One can be sure that when William Burns, the Director of the CIA, visited Guyana earlier in March, he would have come not only for a courtesy visit but to share his assessment about Venezuela’s intentions towards Guyana. William Burns goes to places where crisis is looming or has broken out, for example to Russia-Ukraine and to the Middle East for hostage negotiations. He is America’s point man for crises. When he turns up, he has a point to make!
So, Guyana is now in the embrace of the great powers. And on this topic, Jim Sciutto writes: “For the USA and its allies, this is a 1939 moment … Russia intends to bring the international order down, and China to create an entirely new one. The US has difficult decisions ahead in both spaces, and many others.” Guyana is one of the “many others”. This invites the thought: How far would the USA go to defend Guyana’s territorial integrity?
In reflecting on this question, one should bear in mind the assessment of former NATO Supreme Allied Commander Admiral James Stavridis, who told Sciutto, that Russia and the USA are already engaged in a “hybrid proxy war” in Ukraine: “ One great power is fully engaged with troops and firepower, and on our side, we don’t have troops in there, but we do have money and ammunition.”

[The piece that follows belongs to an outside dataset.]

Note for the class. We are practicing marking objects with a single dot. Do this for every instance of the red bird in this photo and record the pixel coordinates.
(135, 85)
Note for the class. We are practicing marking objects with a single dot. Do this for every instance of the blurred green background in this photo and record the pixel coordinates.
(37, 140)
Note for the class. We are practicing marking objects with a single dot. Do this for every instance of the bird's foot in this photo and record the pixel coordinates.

At the same time, one of Sciutto’s high-level sources told him that America is now sending a message to Ukrainian leaders that western military support could no longer continue at the same level in the months ahead: “There’s just not enough money or political capital to last.” Another high-level source told Sciutto: “The West was now raising pressure on Ukraine to find a way to settle with Russia, including the radioactive topic of exchanging land for peace.” Land for peace sounds a familiar refrain.

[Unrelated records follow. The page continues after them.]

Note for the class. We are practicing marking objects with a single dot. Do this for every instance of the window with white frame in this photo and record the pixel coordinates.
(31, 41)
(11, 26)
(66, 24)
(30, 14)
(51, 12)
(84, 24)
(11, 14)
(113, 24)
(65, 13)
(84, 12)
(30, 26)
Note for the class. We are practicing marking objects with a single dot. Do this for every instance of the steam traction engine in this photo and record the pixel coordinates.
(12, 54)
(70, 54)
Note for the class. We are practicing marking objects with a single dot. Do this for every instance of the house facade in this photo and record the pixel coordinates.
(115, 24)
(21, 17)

The complexity of the global situation is sobering. Sciutto writes that, today, the return of great power competition has generated a new architecture of relations among powers great and small, “with many of the same forces that sparked war in 1914 and 1939, and very nearly did in 1962. There are new forces and fronts too. There are new territorial fronts, in places such as Ukraine, and emerging ones, in places such as Taiwan. There are new technological fronts from cyberspace to outer space to near space, as demonstrated by the Chinese balloon incident, and increasingly, each front is impacted by artificial intelligence. There are expanding alliances such as NATO, new ones such as the AUKUS [Australia, UK, USA] agreement, and less formal alliances and cooperative relationships among Russia, China, Iran and North Korea, as well as among the US and European and Asian allies. And there are the radiating impacts of the war in Ukraine, affecting readiness and tensions across the globe. All these new forces coalesce into a witches’ brew of dangers.”
He drives the point home: “As CIA Director Burns told me in his office at Langley in late 2023, nations are navigating this new and more uncertain world order without many of the guardrails that had been built up in the last Cold War expressly to reduce the risk of a moment like this. As he said, they are ‘playing without a net’”
And where, one might ask, is Guyana’s safety net – internally as well as externally?